Les personnes sans abri qui constituent une bonne part des participant.es au Dkartier du jeudi ont ainsi investi le lieu sans en confisquer les autres usages : le Dkartier n’est pas devenu une base arrière pour elles seules, mais une sorte de repaire/repère dans la ville, dépassant le quartier où est situé le Dk, et ouvrant sur des usages variés : on s’y pose sans contrainte, on vient y dessiner ou peindre, on prend un café, on mange ce que Tho ou Dirk ont préparé avec les légumes récupérés par Jean-Pierre au marché matinal Mabru, on joue au kicker.. Le dimanche, les participant.es sont un rien différents. Peut-être que ce qui les distingue, c’est que plusieurs usagers de ce jour-là participent activement à la vie du lieu : récurage de la cuisine, préparation d’un petit plat, pelage de légumes, rangement du bar, arrosage des plantes…
En réalité, les usages que les personnes ont de l’espace sont extrêmement variés mais ils se conjuguent dans une sorte de justesse improbable. S’y côtoient des personnes qui viennent consommer une soupe ou un café et repartent assez vite après avoir dit « grand merci », d’autres qui, après s’ètre sustentés, s’installent pendant quelques heures dans les fauteuils pour y piquer un roupillon – décidément dormir dans la rue n’est pas de tout repos. Certaines des personnes rencontrées paraissent vivre en grande détresse psychique mais semblent trouver dans le DK un endroit où elles s’apaisent petit à petit, de semaine en semaine. On y croise aussi des familles qui viennent au DK avec leurs enfants pour pouvoir leur préparer un « vrai repas » ; des désormais habitués du lieu, non pas seulement du DKartier mais du DK tout court et qui s’y investissent… Et puis il y a les artistes, ceux et celles qui descendent dans l’atelier de Jehanne, ceux et celles qui s’installent en haut et peignent leur parcours, leur envie… Décidément sans Jehanne et son énergie, sa bienveillance et son grain de folie, le Dkartier ne serait pas ce qu’il est.

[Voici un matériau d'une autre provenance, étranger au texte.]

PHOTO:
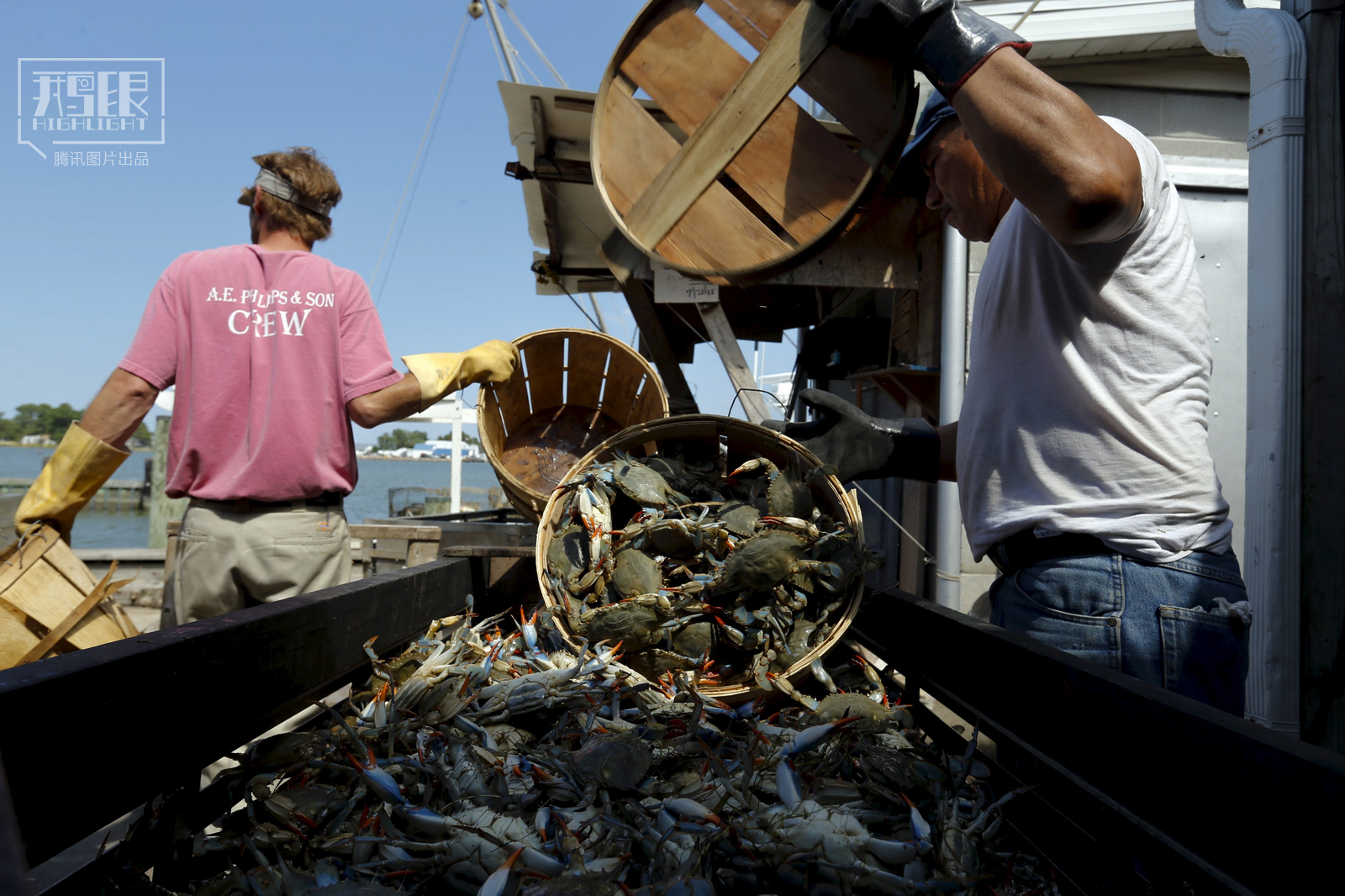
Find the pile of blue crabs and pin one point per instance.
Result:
(690, 566)
(494, 762)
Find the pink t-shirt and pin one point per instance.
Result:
(266, 347)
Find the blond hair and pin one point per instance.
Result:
(302, 167)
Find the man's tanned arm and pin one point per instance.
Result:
(1067, 166)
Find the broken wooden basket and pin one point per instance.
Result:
(743, 183)
(573, 389)
(50, 603)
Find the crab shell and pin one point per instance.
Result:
(694, 640)
(740, 519)
(763, 561)
(614, 761)
(636, 625)
(636, 573)
(567, 556)
(654, 663)
(641, 485)
(789, 497)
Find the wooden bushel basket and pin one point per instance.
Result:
(759, 186)
(575, 389)
(743, 441)
(49, 602)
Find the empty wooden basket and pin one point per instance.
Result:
(573, 389)
(743, 183)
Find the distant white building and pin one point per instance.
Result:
(444, 448)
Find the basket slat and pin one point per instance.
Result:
(799, 172)
(530, 444)
(511, 397)
(844, 84)
(545, 362)
(588, 361)
(716, 233)
(623, 381)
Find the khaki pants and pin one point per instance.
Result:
(229, 560)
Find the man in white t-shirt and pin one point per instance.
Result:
(1082, 451)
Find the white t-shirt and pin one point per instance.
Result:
(1089, 377)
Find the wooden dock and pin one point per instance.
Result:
(119, 494)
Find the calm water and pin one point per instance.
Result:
(98, 529)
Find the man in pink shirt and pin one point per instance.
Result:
(273, 351)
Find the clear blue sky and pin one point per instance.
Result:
(353, 80)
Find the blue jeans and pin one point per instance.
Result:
(1145, 619)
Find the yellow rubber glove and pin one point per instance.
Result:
(71, 479)
(444, 372)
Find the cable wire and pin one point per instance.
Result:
(498, 57)
(430, 128)
(884, 512)
(541, 55)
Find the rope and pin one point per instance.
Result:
(884, 512)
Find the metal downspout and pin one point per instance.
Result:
(1273, 45)
(952, 365)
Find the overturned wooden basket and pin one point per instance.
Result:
(573, 389)
(739, 182)
(706, 435)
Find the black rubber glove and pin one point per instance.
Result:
(941, 38)
(862, 447)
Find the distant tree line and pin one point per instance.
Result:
(37, 420)
(412, 437)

Un bout du pays dans le pays
Mais le DKartier c’est peut-être avant tout une posture, du don et du contre-don. Cela parait banal mais ça s’est construit au fil des mois à travers de multiples interactions. Des usager.e.s du DKartier qui donnent de leur temps et de leur énergie pour préserver le lieu, qui construisent avec nous l’avenir du DK. Il est désormais habituel que plusieurs personnes amènent aussi un petit quelque chose qu’elles déposent spontanément à l’endroit où il se partage. Puis, il y a les fêtes improvisées. A l’occasion de la Pâque orthodoxe, de l’anniversaire de la petite, on amène à manger, on squatte la cuisine et on prépare un gueuleton qui est partagé avec qui veut. Ainsi s’élabore collectivement, avec ce Dkartier et son économie singulière, sa volonté de faire Commun, son respect des fragilités de chacune et chacun dans un espace d’échange, ainsi se partage un petit bout du pays dans le pays tel que nous le rêvons dans notre Manifeste et à travers nos actions quotidiennes.
Décidément, on est loin de la charité.